Growth in the US economy’s manufacturing sector unexpectedly rose in February, according to data from the Institute for Supply Management.

The ISM’s headline manufacturing index increased to 60.8 from 59.1 in January, beating expectations for a drop to 58.7.

A reading above 50 indicates expansion, while a reading below signals contraction.

Timothy R. Fiore, chair of the ISM, said: "This indicates growth in manufacturing for the 18th consecutive month at strong levels led by continued expansion in new orders, production activity, employment and inventories, with suppliers continuing to struggle delivering to demand. The PMI at 60.8 is the highest level of expansion seen since May 2004, when it reached 61.4."

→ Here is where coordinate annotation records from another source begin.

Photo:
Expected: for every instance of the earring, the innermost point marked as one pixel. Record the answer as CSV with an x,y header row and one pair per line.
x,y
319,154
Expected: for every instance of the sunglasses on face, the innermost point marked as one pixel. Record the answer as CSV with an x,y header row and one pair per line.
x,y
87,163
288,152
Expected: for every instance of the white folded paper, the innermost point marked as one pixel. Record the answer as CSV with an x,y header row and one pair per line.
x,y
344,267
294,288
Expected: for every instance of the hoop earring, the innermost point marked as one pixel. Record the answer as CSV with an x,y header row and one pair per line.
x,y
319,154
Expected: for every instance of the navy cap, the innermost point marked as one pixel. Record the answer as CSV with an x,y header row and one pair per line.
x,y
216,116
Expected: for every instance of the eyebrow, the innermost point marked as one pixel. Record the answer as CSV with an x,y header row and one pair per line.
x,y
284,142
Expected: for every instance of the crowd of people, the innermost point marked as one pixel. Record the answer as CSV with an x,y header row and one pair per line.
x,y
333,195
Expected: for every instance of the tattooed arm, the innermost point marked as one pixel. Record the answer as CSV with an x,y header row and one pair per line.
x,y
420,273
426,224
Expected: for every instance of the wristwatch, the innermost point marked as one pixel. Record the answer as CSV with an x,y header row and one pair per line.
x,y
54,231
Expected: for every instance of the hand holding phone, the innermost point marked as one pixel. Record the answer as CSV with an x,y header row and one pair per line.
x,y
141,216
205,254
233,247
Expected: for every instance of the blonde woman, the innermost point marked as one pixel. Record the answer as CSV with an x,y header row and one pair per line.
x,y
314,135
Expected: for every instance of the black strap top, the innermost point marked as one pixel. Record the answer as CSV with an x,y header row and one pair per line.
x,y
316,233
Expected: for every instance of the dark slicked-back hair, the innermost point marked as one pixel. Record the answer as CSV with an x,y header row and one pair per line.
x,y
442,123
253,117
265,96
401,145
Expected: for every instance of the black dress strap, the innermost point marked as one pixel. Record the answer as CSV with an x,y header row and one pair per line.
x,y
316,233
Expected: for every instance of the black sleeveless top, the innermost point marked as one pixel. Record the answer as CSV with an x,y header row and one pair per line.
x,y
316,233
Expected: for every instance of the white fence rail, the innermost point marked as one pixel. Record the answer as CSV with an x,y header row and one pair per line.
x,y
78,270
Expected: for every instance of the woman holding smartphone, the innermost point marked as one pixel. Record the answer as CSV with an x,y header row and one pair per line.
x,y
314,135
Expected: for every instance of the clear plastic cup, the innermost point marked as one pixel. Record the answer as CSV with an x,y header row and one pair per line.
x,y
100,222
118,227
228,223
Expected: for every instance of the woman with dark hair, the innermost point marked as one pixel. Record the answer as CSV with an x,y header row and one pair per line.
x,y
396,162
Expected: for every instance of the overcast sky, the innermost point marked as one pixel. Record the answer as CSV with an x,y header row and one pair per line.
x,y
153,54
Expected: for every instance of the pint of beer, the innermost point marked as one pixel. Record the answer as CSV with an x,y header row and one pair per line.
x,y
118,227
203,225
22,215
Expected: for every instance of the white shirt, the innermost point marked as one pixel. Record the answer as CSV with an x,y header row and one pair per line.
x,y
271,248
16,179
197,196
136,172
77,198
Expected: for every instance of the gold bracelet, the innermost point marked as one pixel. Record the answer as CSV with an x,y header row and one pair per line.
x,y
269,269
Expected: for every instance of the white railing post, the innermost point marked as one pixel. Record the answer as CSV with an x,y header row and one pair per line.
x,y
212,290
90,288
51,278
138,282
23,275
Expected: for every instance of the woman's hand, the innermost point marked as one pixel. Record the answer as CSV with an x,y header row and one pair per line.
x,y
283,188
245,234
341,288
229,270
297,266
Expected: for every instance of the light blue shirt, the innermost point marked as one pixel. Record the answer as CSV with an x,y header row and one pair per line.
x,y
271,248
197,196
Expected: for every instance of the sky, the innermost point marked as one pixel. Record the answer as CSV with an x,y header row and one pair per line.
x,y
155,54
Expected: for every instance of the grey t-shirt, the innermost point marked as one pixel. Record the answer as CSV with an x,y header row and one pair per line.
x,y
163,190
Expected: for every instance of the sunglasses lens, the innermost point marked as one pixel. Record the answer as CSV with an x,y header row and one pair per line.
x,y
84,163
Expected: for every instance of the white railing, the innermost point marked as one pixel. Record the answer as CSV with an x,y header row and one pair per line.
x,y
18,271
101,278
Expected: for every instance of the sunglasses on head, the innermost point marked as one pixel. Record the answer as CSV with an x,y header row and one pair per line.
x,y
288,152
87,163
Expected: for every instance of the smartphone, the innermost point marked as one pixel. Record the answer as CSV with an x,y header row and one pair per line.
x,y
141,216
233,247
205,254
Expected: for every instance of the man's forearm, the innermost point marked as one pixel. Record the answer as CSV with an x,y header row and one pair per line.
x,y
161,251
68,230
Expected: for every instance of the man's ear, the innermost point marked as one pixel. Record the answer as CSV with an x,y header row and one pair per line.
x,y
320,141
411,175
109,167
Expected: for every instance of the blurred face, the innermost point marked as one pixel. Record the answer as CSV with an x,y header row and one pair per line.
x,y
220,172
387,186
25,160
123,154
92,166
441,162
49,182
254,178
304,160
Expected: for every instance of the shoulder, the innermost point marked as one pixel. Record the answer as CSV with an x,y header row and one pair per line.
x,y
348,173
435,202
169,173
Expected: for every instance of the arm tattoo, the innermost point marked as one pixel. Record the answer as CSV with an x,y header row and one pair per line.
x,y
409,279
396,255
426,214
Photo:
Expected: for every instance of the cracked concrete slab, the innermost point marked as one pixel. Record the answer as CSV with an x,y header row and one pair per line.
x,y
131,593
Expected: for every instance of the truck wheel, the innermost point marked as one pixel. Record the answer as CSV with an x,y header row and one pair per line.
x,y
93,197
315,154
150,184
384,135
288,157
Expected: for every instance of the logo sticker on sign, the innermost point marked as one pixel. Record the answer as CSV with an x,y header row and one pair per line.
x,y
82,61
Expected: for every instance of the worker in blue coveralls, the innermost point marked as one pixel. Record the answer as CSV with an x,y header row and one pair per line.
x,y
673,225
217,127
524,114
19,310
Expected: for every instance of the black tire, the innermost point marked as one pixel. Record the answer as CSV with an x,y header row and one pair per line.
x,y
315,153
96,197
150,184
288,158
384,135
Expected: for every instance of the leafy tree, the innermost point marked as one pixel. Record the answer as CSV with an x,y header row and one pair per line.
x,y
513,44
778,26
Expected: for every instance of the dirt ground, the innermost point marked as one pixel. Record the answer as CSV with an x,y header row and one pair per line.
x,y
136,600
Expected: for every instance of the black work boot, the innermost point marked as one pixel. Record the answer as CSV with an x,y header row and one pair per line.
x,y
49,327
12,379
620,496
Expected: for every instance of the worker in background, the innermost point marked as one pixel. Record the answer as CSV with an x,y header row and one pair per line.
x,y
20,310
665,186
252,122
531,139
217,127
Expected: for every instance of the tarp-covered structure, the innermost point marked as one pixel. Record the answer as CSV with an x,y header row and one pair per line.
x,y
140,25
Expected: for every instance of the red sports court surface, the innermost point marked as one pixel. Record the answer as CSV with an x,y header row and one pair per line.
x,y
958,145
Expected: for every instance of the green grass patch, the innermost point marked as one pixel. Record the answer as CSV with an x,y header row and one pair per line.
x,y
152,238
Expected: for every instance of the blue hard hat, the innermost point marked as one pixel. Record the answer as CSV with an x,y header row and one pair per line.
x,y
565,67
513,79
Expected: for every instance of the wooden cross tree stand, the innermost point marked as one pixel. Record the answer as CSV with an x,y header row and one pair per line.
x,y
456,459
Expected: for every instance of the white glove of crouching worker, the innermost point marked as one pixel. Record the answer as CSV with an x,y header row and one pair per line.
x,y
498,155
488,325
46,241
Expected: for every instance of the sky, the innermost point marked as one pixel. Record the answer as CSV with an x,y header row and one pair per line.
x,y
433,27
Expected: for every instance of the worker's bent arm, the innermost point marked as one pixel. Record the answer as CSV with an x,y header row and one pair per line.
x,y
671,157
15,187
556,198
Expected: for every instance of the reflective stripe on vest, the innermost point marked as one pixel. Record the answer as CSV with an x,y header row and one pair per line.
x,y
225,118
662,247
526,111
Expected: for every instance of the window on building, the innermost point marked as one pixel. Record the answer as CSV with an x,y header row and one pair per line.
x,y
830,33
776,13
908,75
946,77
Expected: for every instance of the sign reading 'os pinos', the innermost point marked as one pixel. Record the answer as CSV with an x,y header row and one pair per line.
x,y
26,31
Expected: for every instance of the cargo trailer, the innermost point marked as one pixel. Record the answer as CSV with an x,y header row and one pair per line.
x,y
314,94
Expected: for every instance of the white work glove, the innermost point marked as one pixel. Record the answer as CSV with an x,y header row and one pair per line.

The new orders index fell to 64.2 from 65.4, while the production index slipped to 62 from 64.5. The employment index came in at 59.7 from 54.2 and the prices paid index printed at 74.2 compared to 72.7 in January.

Andrew Hunter, US economist at Capital Economics, said the rise in the ISM manufacturing index suggests that growth is set to pick up following a soft start to the year.

"On past form, the index is consistent with real GDP growth of more than 5% annualised. In an encouraging sign for February’s employment report due next week, the rise was mainly driven by a jump in the employment index to 59.7, from 54.2. The new orders and production indices both edged lower, but they remained at a high level by past standards. Indeed, the production index is still consistent with manufacturing output growth of more than 4% annualised.

"Looking ahead, the weaker dollar and strong global backdrop should continue to support exports, while domestic demand is set to be boosted by the recent fiscal stimulus. This all suggests that, although the rapid growth in manufacturing output seen at the end of last year may not be sustained, prospects for the sector over the months ahead remain bright."